The remaining question concerns the effect that must be given to the vote of the Civil Service Commission that the “reinstatement” of the plaintiff “be approved.” In Caulfield v. Fire Commr. of Brookline, 336 Mass. 569, 572, this court found it “unnecessary to decide whether mere ‘approval’ by the commission of his [petitioner’s] reinstatement would require the respondent to reinstate him if tne respondent decided not to fill any existing vacancy or if there were no vacancy to which the petitioner could be appointed . . . or whether the petitioner would then be merely eligible for reinstatement if a vacancy should later occur or should be later filled.” General Laws c. 31, § 46C, more fully set out in the margin, supra, contains the provision: “If the separation from service of such an officer or employee was due to illness, and the appointing authority fails to make a request for reinstatement upon demand of such officer or employee, the officer or employee may make a request for a hearing before the director. In either case, the director shall forthwith hold a hearing, hear all parties con*423cerned, and render Ms decision.” Unless tMs provision of the statute is to be deemed of “no force or effect,” Gillam v. Board of Health of Saugus, 327 Mass. 621, 623, the appointing authority cannot ignore the decision of the director or of the commission. The clear implication of the quoted section is that the judgment or action of the appointing authority may be reversed by the director, after a hearing, or by the commission, on appeal.

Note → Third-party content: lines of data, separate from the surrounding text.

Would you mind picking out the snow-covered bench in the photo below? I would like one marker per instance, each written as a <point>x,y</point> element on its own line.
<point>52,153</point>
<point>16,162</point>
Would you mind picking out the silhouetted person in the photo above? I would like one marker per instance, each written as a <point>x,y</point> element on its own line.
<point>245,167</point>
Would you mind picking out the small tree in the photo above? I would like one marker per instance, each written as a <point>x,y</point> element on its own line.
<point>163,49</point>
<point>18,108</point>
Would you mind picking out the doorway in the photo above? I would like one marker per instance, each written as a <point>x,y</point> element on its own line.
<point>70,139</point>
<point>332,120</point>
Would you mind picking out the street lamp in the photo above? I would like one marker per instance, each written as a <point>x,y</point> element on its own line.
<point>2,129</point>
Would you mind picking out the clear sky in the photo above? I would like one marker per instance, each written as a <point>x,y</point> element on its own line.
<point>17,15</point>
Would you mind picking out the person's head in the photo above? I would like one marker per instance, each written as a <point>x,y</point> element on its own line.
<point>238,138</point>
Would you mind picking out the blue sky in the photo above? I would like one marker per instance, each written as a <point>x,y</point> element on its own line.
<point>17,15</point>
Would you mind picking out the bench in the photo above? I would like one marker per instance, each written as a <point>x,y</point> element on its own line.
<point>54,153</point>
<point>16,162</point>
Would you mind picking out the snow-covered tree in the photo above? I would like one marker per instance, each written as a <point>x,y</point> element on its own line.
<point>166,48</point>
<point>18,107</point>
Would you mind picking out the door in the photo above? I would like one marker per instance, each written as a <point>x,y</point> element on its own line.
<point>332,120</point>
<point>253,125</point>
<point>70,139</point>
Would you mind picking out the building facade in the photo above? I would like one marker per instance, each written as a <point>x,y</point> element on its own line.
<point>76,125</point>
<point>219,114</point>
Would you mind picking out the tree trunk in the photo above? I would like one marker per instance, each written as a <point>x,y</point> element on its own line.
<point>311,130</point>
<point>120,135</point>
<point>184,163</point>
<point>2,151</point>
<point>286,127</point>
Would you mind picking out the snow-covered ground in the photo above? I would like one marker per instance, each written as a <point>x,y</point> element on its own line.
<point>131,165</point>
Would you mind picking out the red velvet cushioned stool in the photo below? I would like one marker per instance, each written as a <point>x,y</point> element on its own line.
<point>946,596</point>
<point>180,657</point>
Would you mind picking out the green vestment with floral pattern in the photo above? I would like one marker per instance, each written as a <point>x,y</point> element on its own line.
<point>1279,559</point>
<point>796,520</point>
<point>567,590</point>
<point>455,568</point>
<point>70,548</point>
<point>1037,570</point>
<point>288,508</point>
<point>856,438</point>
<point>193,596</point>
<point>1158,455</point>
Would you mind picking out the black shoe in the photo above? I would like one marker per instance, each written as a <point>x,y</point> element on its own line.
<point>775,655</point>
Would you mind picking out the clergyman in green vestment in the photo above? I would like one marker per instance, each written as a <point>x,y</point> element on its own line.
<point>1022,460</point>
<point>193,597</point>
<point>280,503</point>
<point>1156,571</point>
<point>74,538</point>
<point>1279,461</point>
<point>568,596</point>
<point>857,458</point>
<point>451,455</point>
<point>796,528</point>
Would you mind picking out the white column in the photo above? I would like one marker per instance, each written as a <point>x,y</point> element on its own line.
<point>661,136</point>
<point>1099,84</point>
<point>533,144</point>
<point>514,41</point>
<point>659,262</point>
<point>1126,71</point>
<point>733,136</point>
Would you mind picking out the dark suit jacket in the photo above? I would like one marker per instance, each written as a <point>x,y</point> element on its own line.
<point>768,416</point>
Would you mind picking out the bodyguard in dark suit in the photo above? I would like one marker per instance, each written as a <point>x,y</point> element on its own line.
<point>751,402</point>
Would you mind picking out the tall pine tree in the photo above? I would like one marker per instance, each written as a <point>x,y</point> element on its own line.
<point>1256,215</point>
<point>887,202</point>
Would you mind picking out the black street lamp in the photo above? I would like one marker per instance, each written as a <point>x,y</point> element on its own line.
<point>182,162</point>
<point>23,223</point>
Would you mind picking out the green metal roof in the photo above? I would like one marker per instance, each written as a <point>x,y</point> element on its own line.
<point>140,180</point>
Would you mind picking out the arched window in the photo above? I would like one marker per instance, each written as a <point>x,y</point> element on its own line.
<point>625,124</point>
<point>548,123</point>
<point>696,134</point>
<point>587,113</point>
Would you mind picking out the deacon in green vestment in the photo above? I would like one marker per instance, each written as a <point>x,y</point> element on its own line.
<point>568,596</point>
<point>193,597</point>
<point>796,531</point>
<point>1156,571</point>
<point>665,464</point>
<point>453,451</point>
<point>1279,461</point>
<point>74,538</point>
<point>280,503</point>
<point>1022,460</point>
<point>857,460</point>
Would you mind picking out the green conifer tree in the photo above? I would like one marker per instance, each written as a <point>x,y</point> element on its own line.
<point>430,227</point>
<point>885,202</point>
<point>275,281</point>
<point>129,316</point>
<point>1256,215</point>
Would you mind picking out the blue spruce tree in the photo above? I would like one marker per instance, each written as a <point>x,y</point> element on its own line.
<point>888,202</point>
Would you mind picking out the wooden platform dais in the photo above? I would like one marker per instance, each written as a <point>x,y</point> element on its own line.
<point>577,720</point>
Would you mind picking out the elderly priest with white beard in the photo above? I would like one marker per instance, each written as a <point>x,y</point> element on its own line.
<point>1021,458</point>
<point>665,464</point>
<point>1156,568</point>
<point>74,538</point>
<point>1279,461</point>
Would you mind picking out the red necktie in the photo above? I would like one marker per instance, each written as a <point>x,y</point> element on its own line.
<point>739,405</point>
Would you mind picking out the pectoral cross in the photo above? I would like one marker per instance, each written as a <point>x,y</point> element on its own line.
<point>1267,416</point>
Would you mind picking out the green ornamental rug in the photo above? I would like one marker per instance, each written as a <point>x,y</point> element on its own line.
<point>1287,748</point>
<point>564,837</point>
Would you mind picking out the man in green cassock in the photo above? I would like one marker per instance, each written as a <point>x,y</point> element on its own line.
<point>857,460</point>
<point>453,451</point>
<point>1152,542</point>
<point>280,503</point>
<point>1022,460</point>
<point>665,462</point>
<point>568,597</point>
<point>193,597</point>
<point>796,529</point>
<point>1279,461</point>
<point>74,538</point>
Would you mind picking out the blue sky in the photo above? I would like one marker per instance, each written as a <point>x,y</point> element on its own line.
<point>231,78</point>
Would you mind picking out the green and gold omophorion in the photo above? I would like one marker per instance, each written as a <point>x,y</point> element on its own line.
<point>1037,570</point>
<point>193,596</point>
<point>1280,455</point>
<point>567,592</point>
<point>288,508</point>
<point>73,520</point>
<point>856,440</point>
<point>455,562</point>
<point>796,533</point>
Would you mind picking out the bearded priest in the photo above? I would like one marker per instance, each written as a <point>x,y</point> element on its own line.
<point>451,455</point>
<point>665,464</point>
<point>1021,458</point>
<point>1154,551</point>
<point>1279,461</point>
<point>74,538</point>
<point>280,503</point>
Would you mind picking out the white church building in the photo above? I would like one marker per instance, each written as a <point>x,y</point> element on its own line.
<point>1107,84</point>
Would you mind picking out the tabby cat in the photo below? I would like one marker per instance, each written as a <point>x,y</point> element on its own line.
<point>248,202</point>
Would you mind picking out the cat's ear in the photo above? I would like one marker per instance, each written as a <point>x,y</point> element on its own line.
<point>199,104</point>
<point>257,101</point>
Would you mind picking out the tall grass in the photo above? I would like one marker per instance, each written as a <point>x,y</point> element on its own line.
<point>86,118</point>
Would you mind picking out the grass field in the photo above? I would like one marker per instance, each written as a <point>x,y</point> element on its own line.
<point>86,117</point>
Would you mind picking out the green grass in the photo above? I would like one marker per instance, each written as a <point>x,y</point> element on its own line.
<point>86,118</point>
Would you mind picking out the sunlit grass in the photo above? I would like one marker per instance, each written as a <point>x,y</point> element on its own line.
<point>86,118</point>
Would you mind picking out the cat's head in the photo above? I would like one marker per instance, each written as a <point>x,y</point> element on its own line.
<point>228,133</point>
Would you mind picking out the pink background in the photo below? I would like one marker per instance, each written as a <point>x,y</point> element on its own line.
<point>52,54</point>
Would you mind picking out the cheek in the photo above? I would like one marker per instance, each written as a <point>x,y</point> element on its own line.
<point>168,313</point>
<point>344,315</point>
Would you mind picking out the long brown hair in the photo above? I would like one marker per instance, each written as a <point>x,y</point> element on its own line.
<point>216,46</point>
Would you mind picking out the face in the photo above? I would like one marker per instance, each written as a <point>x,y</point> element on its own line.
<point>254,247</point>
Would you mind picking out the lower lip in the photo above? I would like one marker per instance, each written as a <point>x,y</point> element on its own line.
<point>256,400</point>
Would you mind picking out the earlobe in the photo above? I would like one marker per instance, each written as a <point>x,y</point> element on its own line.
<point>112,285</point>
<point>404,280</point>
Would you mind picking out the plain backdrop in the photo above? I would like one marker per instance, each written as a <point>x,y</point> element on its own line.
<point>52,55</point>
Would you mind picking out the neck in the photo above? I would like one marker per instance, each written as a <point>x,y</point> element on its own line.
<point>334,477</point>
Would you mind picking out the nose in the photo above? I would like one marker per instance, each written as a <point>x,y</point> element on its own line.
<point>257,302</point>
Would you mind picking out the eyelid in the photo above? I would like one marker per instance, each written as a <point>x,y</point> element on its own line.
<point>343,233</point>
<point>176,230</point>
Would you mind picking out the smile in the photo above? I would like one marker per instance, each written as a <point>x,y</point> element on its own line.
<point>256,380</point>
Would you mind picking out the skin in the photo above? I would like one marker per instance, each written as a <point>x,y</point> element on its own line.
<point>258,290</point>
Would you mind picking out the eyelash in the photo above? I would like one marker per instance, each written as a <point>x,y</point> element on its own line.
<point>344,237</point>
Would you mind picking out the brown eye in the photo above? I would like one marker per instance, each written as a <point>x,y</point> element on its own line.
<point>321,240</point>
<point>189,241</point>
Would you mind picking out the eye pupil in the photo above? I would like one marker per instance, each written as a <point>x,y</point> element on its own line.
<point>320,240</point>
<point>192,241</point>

To compel the appointing authority to create a vacancy or to fill a present vacancy may impede a bona fide economy measure and unduly interfere with municipal executive officers. At the very least, however, the statute must be interpreted to grant the commission the right to order the plaintiff appointed to the first vacancy in the same class filled after the commission’s decision. On March 28, 1960, after the defendant had notice of the decision of the Civil Service Commission, he appointed another individual to a vacancy in the position of fire fighter in the department. It follows that the plaintiff is entitled to reinstatement as of that date. A declaratory decree is to be entered in accordance with this opinion.

So ordered.

The section as so amended reads in part as follows: “An . . . employee ... of any city or town who has been separated from the official or labor service for any reason other than . . . [exceptions not here pertinent] may, upon the request of the appointing authority and with the approval of the director, be reinstated in the same position or in a position in the same class and grade as that formerly held by him. If the director fails to approve the reinstatement of such officer or employee within thirty days after the request of the appointing authority, the appointing authority or such officer or employee may make a request for a hearing before the director. If the separation from service of such an officer or employee was due to illness, and the appointing authority fails to make a request for reinstatement upon demand of such officer or employee, the officer or employee may make a request for a hearing before the director. In either ease, the director shall forthwith hold a hearing, hear all parties concerned, and render his decision.”